Where this go wrong most often is in the Digital Front End (DFE) or RIP settings.
Many operators mistakenly set their “Simulation” or “Reference” profile to match their “Output” profile. This is a null loop. If you tell a digital press, “Simulate yourself,” you are effectively turning off colour management for the incoming data. You are accepting the raw behaviour of the machine.
For a true “fit-for-purpose” workflow, you must separate the two:
- Input/Simulation: What is the customer expecting? (Usually a standard like FOGRA51).
- Output/Device: What is the machine calibrated to right now?
This is particularly paramount in modern digital printing. A modern inkjet press has a gamut that might not look exactly like offset litho. If you want to sell that print as a “commercial print replacement,” you must use a Simulation Profile (like FOGRA51) to restrict and map the inkjet’s wide gamut down to the visual appearance of offset.
Without that simulation, you are selling a different product—one that might look “better” (more colourful) but will be rejected by a brand manager who needs their corporate red to match the brochure they printed last year.
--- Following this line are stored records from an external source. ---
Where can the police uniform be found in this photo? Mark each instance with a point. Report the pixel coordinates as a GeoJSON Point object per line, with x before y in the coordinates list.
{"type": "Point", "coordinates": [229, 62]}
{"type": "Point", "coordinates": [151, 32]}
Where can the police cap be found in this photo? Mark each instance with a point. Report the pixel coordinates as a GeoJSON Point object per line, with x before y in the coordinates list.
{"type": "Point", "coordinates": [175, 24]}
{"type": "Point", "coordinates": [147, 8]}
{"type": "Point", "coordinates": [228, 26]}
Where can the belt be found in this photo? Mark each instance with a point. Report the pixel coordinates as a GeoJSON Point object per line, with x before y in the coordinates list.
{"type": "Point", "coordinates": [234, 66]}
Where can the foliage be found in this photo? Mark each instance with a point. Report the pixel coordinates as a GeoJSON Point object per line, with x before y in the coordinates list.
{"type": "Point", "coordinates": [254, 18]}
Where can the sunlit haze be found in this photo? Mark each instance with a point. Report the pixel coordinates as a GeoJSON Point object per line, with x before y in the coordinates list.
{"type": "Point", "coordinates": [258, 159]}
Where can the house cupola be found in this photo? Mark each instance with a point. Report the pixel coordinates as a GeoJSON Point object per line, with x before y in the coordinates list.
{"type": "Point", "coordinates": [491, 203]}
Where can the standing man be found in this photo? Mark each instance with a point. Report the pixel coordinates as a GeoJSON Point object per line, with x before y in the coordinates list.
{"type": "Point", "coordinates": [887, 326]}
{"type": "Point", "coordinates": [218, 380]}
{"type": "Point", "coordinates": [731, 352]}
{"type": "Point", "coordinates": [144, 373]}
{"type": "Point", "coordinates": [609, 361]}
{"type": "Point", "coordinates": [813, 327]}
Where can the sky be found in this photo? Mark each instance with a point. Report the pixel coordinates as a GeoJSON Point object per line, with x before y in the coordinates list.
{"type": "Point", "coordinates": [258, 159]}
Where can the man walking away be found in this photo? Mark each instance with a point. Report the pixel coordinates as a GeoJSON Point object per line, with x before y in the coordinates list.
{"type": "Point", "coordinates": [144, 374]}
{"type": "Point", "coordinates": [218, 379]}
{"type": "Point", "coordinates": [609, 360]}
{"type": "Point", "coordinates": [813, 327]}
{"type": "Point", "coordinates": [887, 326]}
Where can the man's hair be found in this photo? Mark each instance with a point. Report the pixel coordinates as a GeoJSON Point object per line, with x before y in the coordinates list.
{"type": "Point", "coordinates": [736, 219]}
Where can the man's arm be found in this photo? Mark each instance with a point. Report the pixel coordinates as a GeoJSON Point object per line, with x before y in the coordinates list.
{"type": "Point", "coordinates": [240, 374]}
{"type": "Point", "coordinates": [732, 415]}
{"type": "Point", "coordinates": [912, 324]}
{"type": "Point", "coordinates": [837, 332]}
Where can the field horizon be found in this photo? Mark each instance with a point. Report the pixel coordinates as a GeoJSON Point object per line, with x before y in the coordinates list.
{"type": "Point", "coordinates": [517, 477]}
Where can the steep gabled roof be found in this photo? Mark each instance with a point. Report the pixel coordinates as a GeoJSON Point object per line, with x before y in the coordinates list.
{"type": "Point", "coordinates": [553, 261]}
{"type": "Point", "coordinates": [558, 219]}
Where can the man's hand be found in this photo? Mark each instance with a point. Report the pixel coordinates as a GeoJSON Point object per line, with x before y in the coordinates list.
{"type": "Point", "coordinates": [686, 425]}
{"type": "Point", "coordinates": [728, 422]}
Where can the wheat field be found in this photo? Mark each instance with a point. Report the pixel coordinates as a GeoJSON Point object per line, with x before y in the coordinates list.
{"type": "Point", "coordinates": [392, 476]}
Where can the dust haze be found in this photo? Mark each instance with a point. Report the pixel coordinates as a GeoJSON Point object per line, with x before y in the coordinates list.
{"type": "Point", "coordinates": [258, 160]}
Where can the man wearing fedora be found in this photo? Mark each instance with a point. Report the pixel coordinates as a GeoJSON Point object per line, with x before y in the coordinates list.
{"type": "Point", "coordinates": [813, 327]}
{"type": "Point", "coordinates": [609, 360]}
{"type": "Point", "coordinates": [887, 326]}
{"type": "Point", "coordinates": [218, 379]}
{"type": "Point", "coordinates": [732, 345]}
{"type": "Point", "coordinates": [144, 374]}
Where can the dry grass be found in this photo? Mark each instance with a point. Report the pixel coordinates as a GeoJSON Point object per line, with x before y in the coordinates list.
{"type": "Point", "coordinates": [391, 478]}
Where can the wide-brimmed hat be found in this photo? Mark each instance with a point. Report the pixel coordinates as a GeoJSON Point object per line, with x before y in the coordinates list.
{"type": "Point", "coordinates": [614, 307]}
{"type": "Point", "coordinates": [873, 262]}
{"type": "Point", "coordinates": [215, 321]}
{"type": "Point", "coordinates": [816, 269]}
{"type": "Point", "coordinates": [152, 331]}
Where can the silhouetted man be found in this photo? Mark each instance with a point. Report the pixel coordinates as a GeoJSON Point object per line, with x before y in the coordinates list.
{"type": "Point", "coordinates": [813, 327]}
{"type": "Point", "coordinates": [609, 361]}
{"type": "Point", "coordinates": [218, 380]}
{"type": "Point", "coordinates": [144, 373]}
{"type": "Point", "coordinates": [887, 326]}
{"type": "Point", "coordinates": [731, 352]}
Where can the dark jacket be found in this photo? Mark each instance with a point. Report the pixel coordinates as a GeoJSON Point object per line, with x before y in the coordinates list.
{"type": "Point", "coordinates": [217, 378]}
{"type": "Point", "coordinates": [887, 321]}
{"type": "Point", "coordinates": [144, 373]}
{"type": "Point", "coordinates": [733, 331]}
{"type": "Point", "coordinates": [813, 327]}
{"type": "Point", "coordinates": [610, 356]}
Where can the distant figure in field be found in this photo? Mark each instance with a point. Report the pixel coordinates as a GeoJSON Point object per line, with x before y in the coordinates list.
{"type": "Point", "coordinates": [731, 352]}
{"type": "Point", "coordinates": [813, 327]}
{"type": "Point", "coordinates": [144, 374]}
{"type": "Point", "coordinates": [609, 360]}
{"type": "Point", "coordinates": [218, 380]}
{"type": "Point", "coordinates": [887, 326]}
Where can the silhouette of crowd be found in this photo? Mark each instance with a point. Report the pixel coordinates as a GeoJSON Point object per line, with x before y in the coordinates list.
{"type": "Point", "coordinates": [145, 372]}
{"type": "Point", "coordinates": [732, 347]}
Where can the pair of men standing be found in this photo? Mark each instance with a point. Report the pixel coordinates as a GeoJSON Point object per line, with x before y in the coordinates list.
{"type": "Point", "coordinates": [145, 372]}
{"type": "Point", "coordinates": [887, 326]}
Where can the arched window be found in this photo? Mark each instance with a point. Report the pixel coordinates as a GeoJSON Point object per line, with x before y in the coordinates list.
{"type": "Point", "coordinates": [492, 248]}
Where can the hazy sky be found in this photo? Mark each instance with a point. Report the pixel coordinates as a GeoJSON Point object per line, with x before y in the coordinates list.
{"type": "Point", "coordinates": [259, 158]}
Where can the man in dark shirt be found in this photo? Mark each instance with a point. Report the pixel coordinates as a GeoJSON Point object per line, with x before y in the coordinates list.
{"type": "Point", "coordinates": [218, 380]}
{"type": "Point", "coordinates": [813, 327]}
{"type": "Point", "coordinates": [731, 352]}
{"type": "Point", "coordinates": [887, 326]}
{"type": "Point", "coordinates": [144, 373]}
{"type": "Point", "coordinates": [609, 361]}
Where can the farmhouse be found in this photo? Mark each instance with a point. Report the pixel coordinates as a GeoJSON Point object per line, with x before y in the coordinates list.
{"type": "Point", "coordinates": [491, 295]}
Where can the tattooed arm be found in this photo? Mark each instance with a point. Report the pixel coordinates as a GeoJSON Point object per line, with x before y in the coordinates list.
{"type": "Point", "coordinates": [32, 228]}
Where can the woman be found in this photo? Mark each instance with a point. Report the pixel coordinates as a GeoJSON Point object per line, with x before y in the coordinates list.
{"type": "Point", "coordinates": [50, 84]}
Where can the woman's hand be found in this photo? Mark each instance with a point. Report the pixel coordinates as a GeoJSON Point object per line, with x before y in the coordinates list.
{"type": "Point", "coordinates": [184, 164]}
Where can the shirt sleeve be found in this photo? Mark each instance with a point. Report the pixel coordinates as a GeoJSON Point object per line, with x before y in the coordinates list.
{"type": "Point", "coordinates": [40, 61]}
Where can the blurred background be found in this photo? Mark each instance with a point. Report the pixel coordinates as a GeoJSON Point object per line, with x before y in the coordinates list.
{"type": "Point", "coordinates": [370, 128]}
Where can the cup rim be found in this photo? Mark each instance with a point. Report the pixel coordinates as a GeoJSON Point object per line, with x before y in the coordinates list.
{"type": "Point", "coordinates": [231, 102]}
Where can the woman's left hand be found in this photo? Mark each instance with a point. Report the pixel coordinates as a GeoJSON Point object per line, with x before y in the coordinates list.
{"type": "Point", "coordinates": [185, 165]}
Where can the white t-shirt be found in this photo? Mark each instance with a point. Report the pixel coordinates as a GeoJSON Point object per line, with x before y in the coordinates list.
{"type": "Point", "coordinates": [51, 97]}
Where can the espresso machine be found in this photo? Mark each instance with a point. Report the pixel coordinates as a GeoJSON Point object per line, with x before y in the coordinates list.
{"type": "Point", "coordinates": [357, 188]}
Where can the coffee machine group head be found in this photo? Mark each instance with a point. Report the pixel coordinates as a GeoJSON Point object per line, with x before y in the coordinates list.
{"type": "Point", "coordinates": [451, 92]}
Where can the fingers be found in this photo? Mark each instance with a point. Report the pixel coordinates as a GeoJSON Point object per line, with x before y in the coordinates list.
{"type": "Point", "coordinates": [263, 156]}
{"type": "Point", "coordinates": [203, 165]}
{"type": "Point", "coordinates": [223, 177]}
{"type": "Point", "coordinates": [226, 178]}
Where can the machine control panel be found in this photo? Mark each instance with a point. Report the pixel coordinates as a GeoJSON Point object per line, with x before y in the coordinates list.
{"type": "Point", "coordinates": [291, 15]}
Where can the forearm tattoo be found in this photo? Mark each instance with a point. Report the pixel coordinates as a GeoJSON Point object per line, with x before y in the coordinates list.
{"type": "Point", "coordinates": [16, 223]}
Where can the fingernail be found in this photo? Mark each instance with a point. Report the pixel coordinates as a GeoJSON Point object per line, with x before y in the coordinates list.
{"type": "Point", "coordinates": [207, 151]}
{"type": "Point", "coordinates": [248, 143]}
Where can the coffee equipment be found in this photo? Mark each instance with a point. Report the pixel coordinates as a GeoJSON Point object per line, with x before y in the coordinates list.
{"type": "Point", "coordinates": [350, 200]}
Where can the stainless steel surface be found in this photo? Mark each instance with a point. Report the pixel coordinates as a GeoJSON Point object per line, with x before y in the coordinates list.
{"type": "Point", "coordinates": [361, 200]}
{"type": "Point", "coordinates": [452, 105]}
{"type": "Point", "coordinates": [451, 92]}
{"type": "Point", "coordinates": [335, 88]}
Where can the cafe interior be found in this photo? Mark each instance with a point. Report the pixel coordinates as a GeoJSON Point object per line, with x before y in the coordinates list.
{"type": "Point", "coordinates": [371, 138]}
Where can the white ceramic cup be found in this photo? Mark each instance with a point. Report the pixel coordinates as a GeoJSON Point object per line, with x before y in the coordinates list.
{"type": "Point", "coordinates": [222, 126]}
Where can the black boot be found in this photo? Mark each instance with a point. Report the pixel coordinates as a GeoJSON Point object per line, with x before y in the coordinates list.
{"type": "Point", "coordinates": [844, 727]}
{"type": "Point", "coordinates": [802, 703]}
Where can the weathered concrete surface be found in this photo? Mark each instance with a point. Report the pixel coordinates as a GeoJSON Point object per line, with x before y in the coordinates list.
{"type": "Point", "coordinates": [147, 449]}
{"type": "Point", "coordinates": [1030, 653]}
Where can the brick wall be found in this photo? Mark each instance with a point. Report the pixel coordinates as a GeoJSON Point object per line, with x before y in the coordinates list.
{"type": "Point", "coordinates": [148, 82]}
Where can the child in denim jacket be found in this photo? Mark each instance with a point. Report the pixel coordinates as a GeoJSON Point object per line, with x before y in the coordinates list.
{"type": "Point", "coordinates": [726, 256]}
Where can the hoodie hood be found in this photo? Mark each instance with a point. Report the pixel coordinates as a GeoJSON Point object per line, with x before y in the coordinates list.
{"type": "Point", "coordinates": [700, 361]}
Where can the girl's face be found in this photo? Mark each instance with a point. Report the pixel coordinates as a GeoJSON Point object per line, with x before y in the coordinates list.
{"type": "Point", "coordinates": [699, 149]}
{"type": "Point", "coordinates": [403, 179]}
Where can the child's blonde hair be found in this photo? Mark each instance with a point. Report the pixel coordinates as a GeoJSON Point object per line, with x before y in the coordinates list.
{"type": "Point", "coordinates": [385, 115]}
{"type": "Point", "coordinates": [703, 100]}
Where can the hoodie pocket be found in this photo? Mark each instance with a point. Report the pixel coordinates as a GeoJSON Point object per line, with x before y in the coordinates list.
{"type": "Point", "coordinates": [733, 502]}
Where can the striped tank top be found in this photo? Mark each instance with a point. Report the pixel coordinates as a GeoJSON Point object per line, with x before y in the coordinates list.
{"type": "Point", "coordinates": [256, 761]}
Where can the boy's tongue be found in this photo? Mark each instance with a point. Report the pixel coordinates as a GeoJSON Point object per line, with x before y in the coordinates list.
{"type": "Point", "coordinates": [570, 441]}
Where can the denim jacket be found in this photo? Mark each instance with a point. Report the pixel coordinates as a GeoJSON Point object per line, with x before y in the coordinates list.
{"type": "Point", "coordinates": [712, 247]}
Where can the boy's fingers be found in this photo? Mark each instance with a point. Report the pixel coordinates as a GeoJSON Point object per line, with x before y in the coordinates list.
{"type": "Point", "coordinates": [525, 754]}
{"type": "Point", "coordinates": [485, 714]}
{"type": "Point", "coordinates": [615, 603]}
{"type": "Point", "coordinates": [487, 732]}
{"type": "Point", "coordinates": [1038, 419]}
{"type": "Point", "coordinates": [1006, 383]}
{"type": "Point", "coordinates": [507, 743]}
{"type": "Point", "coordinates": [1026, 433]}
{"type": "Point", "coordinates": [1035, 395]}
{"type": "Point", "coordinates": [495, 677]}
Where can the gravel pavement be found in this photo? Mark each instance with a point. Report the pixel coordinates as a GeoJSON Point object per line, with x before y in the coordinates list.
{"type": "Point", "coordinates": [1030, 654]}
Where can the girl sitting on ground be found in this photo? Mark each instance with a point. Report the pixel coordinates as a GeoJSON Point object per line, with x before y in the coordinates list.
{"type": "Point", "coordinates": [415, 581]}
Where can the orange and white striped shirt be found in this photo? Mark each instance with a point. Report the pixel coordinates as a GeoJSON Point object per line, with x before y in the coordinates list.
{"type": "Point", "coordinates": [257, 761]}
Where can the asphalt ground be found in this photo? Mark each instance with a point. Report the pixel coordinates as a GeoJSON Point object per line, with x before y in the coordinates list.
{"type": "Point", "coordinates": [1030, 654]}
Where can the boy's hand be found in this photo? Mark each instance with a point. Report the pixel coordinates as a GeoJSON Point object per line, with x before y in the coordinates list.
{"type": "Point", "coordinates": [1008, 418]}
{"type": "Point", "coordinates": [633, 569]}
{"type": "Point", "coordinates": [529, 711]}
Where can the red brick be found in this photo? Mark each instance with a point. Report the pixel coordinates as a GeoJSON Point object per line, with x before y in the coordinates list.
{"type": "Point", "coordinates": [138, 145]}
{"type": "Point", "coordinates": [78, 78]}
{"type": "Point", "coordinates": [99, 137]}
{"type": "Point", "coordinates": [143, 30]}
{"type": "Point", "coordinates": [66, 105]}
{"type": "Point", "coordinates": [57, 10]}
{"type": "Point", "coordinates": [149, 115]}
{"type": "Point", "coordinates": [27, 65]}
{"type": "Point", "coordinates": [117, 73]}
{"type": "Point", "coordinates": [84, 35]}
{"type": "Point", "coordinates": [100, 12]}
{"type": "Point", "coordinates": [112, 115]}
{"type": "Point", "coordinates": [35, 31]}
A Note on Device Link Profiles
To add a layer of sophistication—something I highly recommend for robust production environments—we often combine these two into a Device Link Profile.
A Device Link permanently fuses the Simulation Profile (Source) and the Device Profile (Destination) into a single file. Why do this? Control.
When a standard CMM converts from Simulation to Device, it often converts pure Black text (K) into a mix of CMYK (rich black), which causes registration issues and text fuzziness. A Device Link profile allows us to “lock” the black channel, ensuring that 100% Black in the simulation remains 100% Black on the device, while still colour-managing the images. It is the most robust way to ensure that what you simulate is what you print, with the technical integrity of the file preserved.
The Practical Takeaway
This is often just a lack of process control. Check your RIPs today.
- Is your Device Profile current? If you have changed paper stock or ink batches and haven’t re-linearised or re-profiled, your “fingerprint” is essentially a lie.
- Is your Simulation Profile correct? Are you still using FOGRA39 (ISO Coated v2) when your client is designing for FOGRA51 (PSO Coated v3)? These standards shift, and using the old one on OBA-rich paper is a recipe for validation failure.
In conclusion, the Device Profile is your machinery’s reality; the Simulation Profile is your client’s dream. Your job is to make the reality match the dream. It is not magic; it is simply good, standardised practice.